Can we play or do we have to play in the classroom?

Do Until a few years ago, the terms "gamification" and "learning through play" were not my favorite. The reason for this is quite simple. There are a bunch of bad games that have a STEM or learning label on them. These are mostly quizzes. It is almost impossible to find a game that would satisfy the two basic criteria of a good game in class, and that is to be fun and that something can be learned from it.

Teachers have been under pressure for years to examine and mark students within 45 minutes two or three times a week (at least two oral examinations), hold loads of lectures (everything according to the outcomes and standards), organize an activity (project-oriented teaching must not stop), and, to refrain from further enumeration, you probably know what is demanded from you. 

Then, we can pose a question freely – do we have time for a game which would not lead us to the goal (in this case it is the acquisition of learning material)? Well, are there any games which would completely fit in our subject and through which students could learn in another, “untraditional” way?

My answer is no. I am still searching for such a game and I do not give up.

But I rightfully claim that we will not lose much if a class is dedicated to something like this. Syllabuses are overabundant; they demand too much from educators, but we can sometimes relax and we have to relax. It is not terrible if we lose one or more classes, if we reduce the educational part on behalf of the funny one. We will compensate for it and, by the way, we will also learn something, which has not probably been prescribed by the outcomes, but is beneficial in any case.

In a few following paragraphs I am going to present my three favourite games and the reasons why they should be used in the classroom. 

Let’s do it one by one.

Terraforming Mars (FryxGames)

There is no better game which can inspire you to think about the future. This game includes the elements of economy and strategic planning and learning about new technologies of the future and all this is with the aim of a huge scientific venture which asks their players to make a planet from Mars, on which we can live. )

What we can learn: From the economy and income and resource management, to my favorite part - tickling the imagination in order to imagine the future.  

Disadvantages:The game can last much longer than 45 minutes. There is also a so-called faster version, which is played in a certain number of moves, but somehow, the longer one is more fun for me. You can remember where you left off and continue next time, or look for the computer version of the game, which is much faster. 

What the class should look like:Definitely with a discussion about how we envision the future. This game gave me inspiration for one of my projects with students on the topic of planet colonization. planet

Dr Eureka (Blue orange)

I myself did not believe that my students (otherwise high school graduates) would like Dr Eureka so much that they would come to school on Friday afternoon so that they could continue to play it. It seems simple, you have 3 tubes with 6 balls (two red, two purple and two green), and it's up to you to transfer them until you get the same combination as on the card, and then you get another card. Simple, but also contagious. 

What we can learn: A phenomenal game that requires both coordination of movements and logical thinking. Ideal for younger classes.

Disadvantages:This is more a skill development game than a learning game, but we will forgive it.

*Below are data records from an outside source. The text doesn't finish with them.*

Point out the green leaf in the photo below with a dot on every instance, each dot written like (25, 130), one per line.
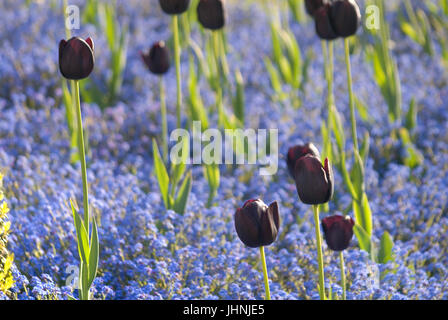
(385, 250)
(94, 253)
(364, 240)
(161, 173)
(182, 196)
(81, 234)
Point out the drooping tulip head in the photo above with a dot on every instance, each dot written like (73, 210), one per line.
(256, 223)
(312, 6)
(324, 27)
(76, 59)
(157, 59)
(211, 14)
(345, 17)
(338, 231)
(174, 6)
(314, 181)
(297, 152)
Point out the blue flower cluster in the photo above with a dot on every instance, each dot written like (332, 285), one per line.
(147, 252)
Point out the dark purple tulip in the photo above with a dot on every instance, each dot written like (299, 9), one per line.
(338, 231)
(314, 182)
(257, 224)
(174, 6)
(311, 6)
(297, 152)
(345, 17)
(157, 59)
(211, 14)
(76, 58)
(324, 28)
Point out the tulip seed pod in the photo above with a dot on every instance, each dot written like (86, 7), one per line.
(297, 152)
(324, 27)
(157, 59)
(338, 231)
(76, 59)
(345, 17)
(211, 14)
(312, 6)
(314, 182)
(257, 224)
(174, 6)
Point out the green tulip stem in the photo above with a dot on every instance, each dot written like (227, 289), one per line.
(164, 121)
(351, 95)
(343, 285)
(265, 274)
(177, 62)
(320, 259)
(219, 98)
(82, 157)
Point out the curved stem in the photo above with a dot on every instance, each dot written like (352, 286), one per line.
(82, 157)
(265, 274)
(343, 285)
(177, 62)
(164, 121)
(351, 96)
(320, 258)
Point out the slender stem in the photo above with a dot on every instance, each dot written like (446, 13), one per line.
(351, 96)
(265, 274)
(164, 121)
(341, 259)
(320, 259)
(177, 62)
(215, 38)
(82, 157)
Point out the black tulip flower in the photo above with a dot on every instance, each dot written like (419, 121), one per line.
(211, 14)
(257, 224)
(314, 181)
(312, 6)
(345, 17)
(157, 59)
(324, 27)
(174, 6)
(76, 59)
(297, 152)
(338, 231)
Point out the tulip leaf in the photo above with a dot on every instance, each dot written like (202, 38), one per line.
(81, 234)
(94, 253)
(182, 196)
(386, 247)
(161, 173)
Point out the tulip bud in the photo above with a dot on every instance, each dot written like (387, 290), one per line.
(297, 152)
(314, 182)
(257, 224)
(76, 58)
(345, 17)
(174, 6)
(338, 231)
(324, 28)
(211, 14)
(312, 6)
(157, 59)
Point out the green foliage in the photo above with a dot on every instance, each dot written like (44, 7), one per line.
(168, 185)
(6, 258)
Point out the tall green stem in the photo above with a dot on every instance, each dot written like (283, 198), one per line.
(341, 259)
(219, 99)
(351, 96)
(177, 62)
(320, 258)
(265, 274)
(82, 157)
(164, 121)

What the class should look like:Just let them organize themselves.

Jenga  (Leslie Scott)

Perhaps the most famous game of all mentioned so far. A pile of tiles arranged in the shape of a tower, and the goal is to move them to the top. Jenga has been around since 1983 and is not losing on popularity. 

What we can learn: I usually use this game when I teach about balance. Although it could be used in a lesson on friction.  

Disadvantages:I would like to find a version of the game that would be more complex in terms of science, and less in terms of skills and handiness. 

What the class should look like:Make the students just conclude when the tower is stable; When it is possible to pull out the tile, and when not; What are all the forces involved in the process of extracting the tile; Would anything change if we pulled the tiles out quickly, instead of slowly?

I admit that I am still waiting for that ideal educational game, one that is not a quiz like Hembizikewhich I am the author of. Finally, I would like to mention a few more games that I would like to have in my collection, and which, with certain changes, would be great for learning and relaxation classes.

Wingspan (Stonemaier Games) a wonderful igra If they ever make a version with birds from our region, it would be perfect for biology classes. 

Dixit (Libellud) is an indescribably good  igra especially for language classes (Serbian, but also foreign languages) because the player is required to describe his card through some association, while other players try to guess. 

Pandemic (Z-Man Games) I love this igru because all the players play together as a team. Each player gets a character who has their own unique abilities, and if you want to win, you will have to make a coordinated decision on each step.

These are some of the games which you can use in the classroom. Creating a board game is not an easy process, no matter how it seems simple. We, educators, are still waiting for the best one.